I Confess - I Gained Weight
Tuesday, June 14, 2011
OK, so I've been in denial for the past six months. Going through the motions (some of them) on SP and acting as if everything is just peachy. Well, it isn't. I have regained most of the weight that I took off while on SP. I am disgusted with myself (for the 10,000th time), I didn't want to admit to anyone that I had gained back the weight (for the 10,000th time), and I started to think that I'll never be able to get this whole weight loss thing right (for the 100,000th time).
When I got on the scale yesterday morning and saw 299 pounds, I cried. Haven't I had enough problems lately with my health, my animals, deaths of loved ones, the economy....all the things that have sent me running to my comfort foods? Oh yes, I just love my comfort foods...so much that I'm not going to list them for fear of setting myself off again. I am an emotional eater and an even more emotional binge-er, and it doesn't matter what the emotion is.
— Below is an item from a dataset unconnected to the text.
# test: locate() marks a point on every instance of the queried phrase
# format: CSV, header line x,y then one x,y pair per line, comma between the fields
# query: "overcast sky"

I eat/binge when I am happy, sad, angry, scared, worried, stressed, broke, feeling good, feeling unhealthy, or in pain. I eat for birthdays, weddings, funerals, graduations, and Bar Mitzvahs. So, for the past six months, I have been pushing all those emotions and events down my throat with all my favorite foods. Today is day two of my 10,000th "I'll start again on Monday" and so far, so good. This blog is partly to get the confession of weight gain over with (I reset my weight on here - very hard to do), and partly to keep me upstairs and away from the kitchen while I am going through sugar withdrawal.
There are two added incentives this time and they are more important than any I've had before. The first incentive is - I don't want to die and I don't want to become crippled, both of which my doctor has now warned me about. In addition to all my health issues, which are exacerbated by my obesity, I have been diagnosed with spinal stenosis, arthritis in my spine, and degenerative disc disease. The only good thing from having the results of my latest MRI told to me, is that this isn't a result of my weight gain (I was already feeling guilty), but it is a result of my having congenitally short pedicles. Pedicles are the bony ridges along the top of each vertabrae and I was born with short ones which are allowing my discs to bulge into the space where all the nerves run down my back...thus the pain I've had for months. Losing weight will not change that, but it will ultimately make me more comfortable, lower my BP and cholesterol, and allow me to walk more since I am now limited as to how I am allowed to exercise.
I printed out a big sign that says "I don't want to die...I don't want to become crippled" and hung it on the wall of my kitchen to remind me why it is more important now than ever before that I get this weight off and get healthier.
My second incentive is that I am 63 years old and I have been with my soul mate and the love of my life for only four years. He told me this morning that he wants me to be around and to be able to do stuff with him when he finally gets to retire. (He is 4 1/2 years younger than I am so he still has to work at least 7 more years). I didn't hang up another sign, but it made me realize how blessed I am to have a man who loves me unconditionally, has never criticized my weight gain, and who is supportive and encourages me. That incentive is as important to me as improving my health.
So, my confession is done, my craving has passed, and I am going to my Nutrition page to post my lunch. Charting all my food isn't one of my favorite things, but it really does help me focus on my portions and to make healthier choices in what I am eating. Now that SP has made it easier, I have no excuse for being lazy and not charting. One of my friends here was thinking about quitting last week and I told her to keep coming in and going through the motions until it clicks again. That's what I've been doing for six months, and the fact that I am writing this blog is proof that SP kept me thinking about a healthier lifestyle even when I wasn't living it. It sure is nice to have a place that I can come where people do understand and won't look at me as a failure. To quote a Jimmy Buffett song..."Me culpa, mea culpa, mea maxima culpa". I am sorry...but only that I didn't write this blog sooner.